= Seriation (semiotics) =

Concept in semiotics

The term seriation [mise en série] was proposed for use in semiotics by Jean Molino and derived from classical philology. Seriation "invokes the idea that any investigator, in order to assign some plausible meaning to a given phenomenon, must interpret it within a series of comparable phenomena." One cannot interpret what philology calls a hapax; that is, an isolated phenomenon.
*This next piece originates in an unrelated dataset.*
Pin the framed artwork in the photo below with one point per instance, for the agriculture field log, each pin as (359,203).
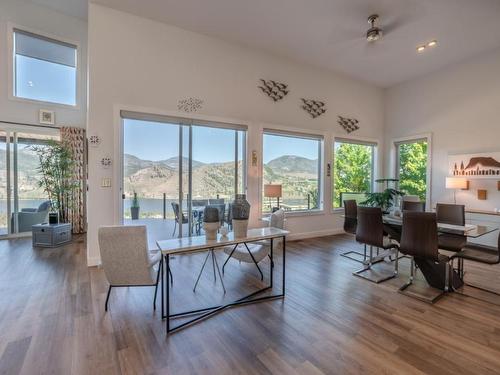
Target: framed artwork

Art historian Erwin Panofsky has explained the situation in very clear terms:
- 'Whether we deal with historical or natural phenomena, the individual observation of phenomena assumes the character of a 'fact' only when it can be related to other, analogous observations in such a way that the whole series 'makes sense.' This 'sense' is, therefore, fully capable of being applied, as a control, to the interpretation of a new individual observation within the same range of phenomena. If, however, this new individual observation definitely refuses to be interpreted according to the 'sense' of the series, and if an error proves to be impossible, the 'sense' of the series will have to be reformulated to include the new individual observation' (1955, p. 35)" (1990, pp. 230–231).

A seriation is determined by the plot.

==Sources==
- Molino, Jean (1974). Cited in Nattiez (1990).
- Nattiez, Jean-Jacques (1990). Music and Discourse: Toward a Semiology of Music (Musicologie générale et sémiologue, 1987). Translated by Carolyn Abbate (1990). ISBN 0-691-02714-5.
- Panofsky, Erwin (1955). Cited in Nattiez (1990).